Langley’s newest big cannabis producer is buying more greenhouses in Aldergrove – so the company can keep producing the bedding plants and vegetables that made its name in the first place.

Zenabis, which includes Langley’s Bevo Farms as a subsidiary, bought greenhouse firm Topgro for $12 million, with the sale officially concluding in January.

That means Bevo will take possession of a 50 acre site in Aldergrove with 10.4 acres of greenhouses already in place.

“We’re in the process of converting the area to suit our needs,” said Leo Benne, chief growing officer with Zenabis.

Langley’s Bevo merged with Zenabis last year to form a major new powerhouse in the field of legal cannabis production.
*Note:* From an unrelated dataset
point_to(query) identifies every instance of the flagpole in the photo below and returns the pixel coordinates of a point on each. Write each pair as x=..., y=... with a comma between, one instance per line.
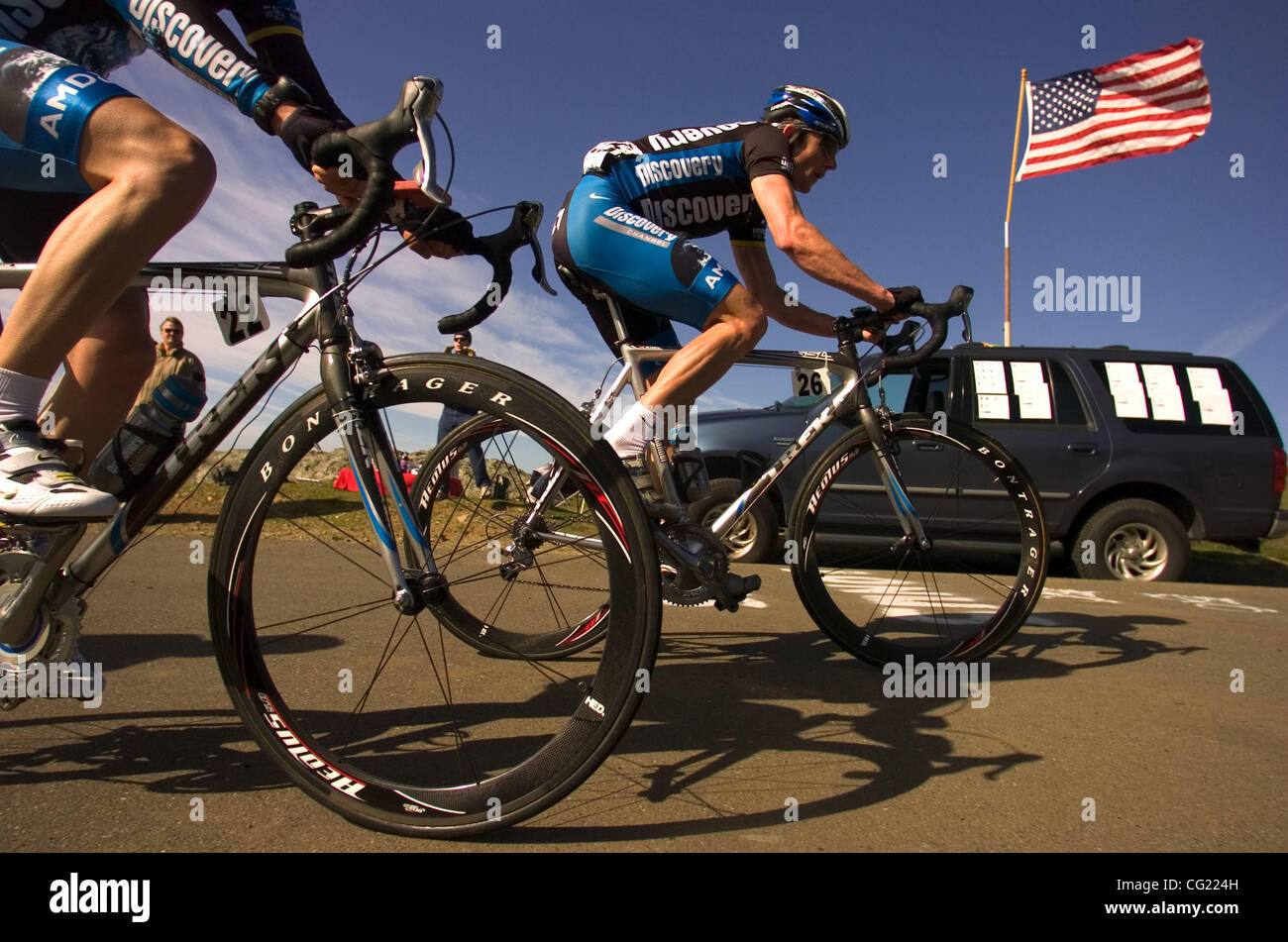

The firm has contracts to supply marijuana to a number of provinces for their post-legalization government cannabis stores, including B.C., Manitoba, Saskatchewan, New Brunswick, and Nova Scotia.

While a number of jurisdictions across Canada are actually facing a legal pot shortage, operations like Zenabis are working to start production.

READ MORE: Langley greenhouse announces move into marijuana growing

A pair of sites on the East Coast are coming along, Benne said, but the big one will eventually be Zenabis’s Langley operation.

If government approvals go through, the company expects to start phase one, a three-acre site, by June in Langley.

“And rapidly increase after that,” Benne said.

Zenabis already has 48 acres of greenhouses in Langley.

The company is still propagating bedding plants and vegetables there, but will need other facilities as it transitions into cannabis.

The cannabis industry is also expected to bring quite a few jobs to Langley.

“We expect to ramp up to about 2,500 people,” Benne said. That includes two operations on the east coast, but the majority will be here in B.C.

Most of the employment will be year-round.

“The cannabis side will not be seasonal,” Benne said.